The best thing you can do with/for your on-line friend is to respect his marriage - and his married status. Do not discuss _anything_ (and do NOT make phone calls!!!) that you would not want to have his wife 'find' - or if he has older children (reading age) to find, and read to the family during Thanksgiving dinner (for instance).

If he complains about his wife - scold him for that! He is in a marriage, and if nothing else, he needs to work on _that_ relationship!

Get your own divorce from the little boy you have discovered you married - then go forward, and find a fantastic man who will treat you like a woman who has self-respect and therefore deserves the love and respect of her husband! And, whatever you do, do NOT sink to the same low-life level of your present husband!

2007-02-23 18:42:47 · answer #7 · answered by sogerd 2 · 1 0

First of all, you must realize that men can have sex without becoming attached. Sex is merely physical for men. It is a release. Can you say the same? I bet not, please, do not feel duped for being virtuous, you are special, and your husband has probably realized this, this is why he came "clean" if you feel that you have missed out on something, (probably why you are having a change of thought) then remember you can never undo what you have all ready done. Get a worthwile hobby, there is candlemaking, pottery, yoga, pilates, the list goes on. These hobbies are more worthwhile than a fling that will leave you hollowed out and used in the end. Good luck, BTW forgive and forget what your husband did, if you cant forget then you have never forgiven him. He needs a hobby as well, there are several guy things a guy can do to make himself feel complete. There are kit cars and woodworking. Just to name a couple.

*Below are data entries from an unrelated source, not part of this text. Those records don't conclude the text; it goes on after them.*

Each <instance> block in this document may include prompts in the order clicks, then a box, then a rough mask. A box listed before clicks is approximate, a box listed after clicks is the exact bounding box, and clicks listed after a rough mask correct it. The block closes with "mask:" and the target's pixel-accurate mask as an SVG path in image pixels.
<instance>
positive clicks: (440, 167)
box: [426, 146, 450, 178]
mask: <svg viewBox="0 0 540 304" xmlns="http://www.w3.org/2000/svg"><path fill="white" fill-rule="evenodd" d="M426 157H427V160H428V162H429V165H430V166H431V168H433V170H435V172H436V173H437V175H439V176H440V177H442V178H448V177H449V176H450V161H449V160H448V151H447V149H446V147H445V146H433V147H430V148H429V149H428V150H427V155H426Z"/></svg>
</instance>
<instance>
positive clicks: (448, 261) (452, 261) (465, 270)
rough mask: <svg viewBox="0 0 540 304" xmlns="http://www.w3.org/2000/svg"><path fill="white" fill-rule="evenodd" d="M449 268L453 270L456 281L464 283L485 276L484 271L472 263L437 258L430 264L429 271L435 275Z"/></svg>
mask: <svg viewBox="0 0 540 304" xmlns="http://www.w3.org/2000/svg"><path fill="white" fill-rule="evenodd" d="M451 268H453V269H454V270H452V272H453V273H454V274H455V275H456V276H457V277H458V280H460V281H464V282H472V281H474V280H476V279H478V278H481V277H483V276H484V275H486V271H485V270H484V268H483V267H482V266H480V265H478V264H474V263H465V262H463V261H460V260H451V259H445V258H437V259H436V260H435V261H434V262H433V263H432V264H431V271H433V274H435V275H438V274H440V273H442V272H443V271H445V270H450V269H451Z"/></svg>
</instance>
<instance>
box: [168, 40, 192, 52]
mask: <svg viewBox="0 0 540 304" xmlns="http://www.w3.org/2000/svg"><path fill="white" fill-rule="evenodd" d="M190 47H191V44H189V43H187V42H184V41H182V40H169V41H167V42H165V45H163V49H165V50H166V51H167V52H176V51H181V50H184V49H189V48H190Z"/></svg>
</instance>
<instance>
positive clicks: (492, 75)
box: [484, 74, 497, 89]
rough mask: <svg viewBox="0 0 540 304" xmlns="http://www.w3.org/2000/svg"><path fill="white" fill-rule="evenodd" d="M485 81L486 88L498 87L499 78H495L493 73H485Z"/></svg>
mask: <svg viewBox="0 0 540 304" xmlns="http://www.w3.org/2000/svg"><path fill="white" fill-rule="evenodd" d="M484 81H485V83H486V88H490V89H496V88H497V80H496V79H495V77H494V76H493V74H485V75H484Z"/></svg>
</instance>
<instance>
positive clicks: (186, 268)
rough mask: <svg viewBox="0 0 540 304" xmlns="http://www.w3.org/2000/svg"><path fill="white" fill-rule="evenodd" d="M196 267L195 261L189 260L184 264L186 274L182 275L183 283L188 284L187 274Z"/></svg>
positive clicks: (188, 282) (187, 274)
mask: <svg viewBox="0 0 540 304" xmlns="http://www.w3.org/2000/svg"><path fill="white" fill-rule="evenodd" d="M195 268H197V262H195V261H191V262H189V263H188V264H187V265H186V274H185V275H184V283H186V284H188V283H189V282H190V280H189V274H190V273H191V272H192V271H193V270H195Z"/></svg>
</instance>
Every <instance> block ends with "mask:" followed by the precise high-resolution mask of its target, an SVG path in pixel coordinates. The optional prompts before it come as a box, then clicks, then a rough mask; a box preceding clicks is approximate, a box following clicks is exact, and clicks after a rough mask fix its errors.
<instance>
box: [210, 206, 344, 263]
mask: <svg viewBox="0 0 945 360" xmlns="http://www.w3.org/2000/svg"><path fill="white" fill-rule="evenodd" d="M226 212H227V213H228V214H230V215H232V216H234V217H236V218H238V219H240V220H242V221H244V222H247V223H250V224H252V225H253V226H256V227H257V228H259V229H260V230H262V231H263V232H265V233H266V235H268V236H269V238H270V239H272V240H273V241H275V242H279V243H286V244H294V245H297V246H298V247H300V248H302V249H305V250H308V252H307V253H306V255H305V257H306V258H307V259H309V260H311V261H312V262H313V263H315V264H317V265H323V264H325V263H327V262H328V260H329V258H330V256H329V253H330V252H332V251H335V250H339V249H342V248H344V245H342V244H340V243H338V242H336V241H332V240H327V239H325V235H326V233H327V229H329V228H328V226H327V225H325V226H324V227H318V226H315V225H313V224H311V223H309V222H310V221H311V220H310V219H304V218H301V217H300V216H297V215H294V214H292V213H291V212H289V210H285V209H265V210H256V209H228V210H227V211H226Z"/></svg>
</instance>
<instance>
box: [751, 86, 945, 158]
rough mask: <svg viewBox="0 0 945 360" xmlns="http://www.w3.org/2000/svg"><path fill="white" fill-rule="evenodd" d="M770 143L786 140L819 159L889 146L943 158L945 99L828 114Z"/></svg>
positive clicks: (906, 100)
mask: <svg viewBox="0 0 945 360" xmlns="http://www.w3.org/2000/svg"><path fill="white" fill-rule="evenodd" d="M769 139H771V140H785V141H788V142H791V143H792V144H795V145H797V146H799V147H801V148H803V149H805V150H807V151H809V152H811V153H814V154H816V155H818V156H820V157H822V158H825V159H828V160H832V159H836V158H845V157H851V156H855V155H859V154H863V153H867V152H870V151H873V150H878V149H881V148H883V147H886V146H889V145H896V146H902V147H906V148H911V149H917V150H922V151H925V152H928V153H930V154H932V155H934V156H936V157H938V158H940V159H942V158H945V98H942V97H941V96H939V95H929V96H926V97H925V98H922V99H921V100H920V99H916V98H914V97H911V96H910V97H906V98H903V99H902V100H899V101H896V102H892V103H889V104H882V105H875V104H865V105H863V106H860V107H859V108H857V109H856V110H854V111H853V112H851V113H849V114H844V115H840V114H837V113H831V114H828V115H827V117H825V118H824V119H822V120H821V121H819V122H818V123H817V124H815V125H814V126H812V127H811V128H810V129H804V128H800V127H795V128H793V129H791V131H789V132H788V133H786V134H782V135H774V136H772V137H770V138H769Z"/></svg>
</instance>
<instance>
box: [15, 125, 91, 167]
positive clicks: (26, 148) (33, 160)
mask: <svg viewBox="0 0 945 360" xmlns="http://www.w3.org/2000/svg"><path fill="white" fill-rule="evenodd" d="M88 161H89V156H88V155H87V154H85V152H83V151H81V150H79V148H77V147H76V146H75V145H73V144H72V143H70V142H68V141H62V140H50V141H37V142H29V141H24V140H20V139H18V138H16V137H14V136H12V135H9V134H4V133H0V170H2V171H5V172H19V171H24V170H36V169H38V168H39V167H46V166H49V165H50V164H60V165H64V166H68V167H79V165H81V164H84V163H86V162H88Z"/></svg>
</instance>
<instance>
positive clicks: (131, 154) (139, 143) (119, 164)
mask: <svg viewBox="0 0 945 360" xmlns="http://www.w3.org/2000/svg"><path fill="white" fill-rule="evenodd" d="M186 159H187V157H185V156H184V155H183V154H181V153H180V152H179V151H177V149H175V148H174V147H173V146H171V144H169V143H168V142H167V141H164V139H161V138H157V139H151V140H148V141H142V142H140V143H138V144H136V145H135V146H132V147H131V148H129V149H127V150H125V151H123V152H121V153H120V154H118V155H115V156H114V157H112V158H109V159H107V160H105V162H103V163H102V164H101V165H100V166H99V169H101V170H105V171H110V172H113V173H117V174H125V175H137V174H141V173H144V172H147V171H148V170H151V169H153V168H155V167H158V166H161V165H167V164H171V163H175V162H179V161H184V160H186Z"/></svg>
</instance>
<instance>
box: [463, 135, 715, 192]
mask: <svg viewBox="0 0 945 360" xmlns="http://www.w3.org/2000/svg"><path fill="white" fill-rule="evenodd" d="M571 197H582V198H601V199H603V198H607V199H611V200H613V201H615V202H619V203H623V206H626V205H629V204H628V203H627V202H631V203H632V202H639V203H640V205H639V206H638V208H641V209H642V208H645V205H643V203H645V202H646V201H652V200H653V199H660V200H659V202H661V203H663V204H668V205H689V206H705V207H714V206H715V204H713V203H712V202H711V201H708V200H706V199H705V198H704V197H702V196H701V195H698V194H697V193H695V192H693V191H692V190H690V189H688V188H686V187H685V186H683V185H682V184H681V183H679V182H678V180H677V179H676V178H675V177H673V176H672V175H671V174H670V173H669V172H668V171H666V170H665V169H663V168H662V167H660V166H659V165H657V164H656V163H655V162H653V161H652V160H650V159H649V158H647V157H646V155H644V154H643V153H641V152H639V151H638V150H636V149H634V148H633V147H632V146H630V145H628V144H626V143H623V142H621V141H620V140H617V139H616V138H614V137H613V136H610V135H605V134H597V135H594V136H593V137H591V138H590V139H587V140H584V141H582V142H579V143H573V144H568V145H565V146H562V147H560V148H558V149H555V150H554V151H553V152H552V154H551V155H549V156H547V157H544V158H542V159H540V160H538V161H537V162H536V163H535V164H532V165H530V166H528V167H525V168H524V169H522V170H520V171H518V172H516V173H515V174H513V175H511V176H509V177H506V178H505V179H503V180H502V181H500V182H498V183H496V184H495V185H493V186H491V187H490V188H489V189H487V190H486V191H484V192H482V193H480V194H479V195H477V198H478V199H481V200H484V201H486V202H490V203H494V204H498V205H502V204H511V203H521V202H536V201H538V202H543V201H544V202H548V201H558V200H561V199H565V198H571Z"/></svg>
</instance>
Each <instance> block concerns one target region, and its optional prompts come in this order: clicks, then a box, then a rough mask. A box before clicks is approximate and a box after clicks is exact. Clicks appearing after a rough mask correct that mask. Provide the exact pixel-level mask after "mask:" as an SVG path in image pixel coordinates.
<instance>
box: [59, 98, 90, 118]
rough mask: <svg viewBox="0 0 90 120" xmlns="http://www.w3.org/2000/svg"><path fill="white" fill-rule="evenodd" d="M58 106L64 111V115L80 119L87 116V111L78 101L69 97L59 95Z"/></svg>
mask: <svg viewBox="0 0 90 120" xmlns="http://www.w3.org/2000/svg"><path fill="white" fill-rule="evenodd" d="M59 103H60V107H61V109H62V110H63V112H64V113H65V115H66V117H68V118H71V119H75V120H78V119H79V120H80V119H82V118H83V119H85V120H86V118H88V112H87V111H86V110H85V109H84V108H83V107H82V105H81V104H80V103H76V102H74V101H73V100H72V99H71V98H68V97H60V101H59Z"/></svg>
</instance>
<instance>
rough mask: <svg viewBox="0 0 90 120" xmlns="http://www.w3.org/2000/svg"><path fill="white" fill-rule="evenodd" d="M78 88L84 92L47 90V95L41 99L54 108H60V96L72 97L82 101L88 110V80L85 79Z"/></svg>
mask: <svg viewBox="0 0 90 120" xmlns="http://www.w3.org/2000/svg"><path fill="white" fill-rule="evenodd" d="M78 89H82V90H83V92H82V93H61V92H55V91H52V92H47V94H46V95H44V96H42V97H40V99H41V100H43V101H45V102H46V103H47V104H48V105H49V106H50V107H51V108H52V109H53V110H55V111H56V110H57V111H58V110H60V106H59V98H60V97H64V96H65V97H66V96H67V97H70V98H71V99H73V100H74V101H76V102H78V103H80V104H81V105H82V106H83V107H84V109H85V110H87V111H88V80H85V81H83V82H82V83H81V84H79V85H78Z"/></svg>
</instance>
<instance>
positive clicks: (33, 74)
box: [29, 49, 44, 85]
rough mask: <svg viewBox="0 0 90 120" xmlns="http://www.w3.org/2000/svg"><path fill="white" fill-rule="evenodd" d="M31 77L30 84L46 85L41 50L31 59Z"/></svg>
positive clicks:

2007-02-23 18:29:23 · answer #8 · answered by Anonymous · 0 0

my husband did exactly the same thing to me and it end in Aug to the best of my knowledge what i want you to know is that you would definitely be the better person to at least give him one chance but you can't chat everyday to married man and feel that you get along because remember someone had you played for a fool so don't do what the woman did to your marriage, really try to let your husband show his promise to you and if he messes up then you would be freed from any guilt of a divorce knowing you were always the honest and faithful one. keyword honest meaning if you are chatting w/a married male and you truly don't see that it is improper then tell your husband or just stop the chatting and focus on how your husband of15 yrs is treating you please for your own peace of mind consider these things..you can only help you to be a better person

2007-02-23 18:52:28 · answer #9 · answered by chaos for big sis 1 · 0 0

There is no greater pain in this world then to be cheated on by a spouse. So, yes, I can relate to all the feelings you are having. And you probably thinks that by cheating on him will make you feel better, NOPE it wouldn't, you will not feel any better, just worse. If you think your marriage is at a dead end and it is not worth trying, then do the honourable thing and walk out.

Why would you want to put another woman through exactly the same pain that you went through? Tell that dumb a** husband of hers to get off the computer and spend time with his wife.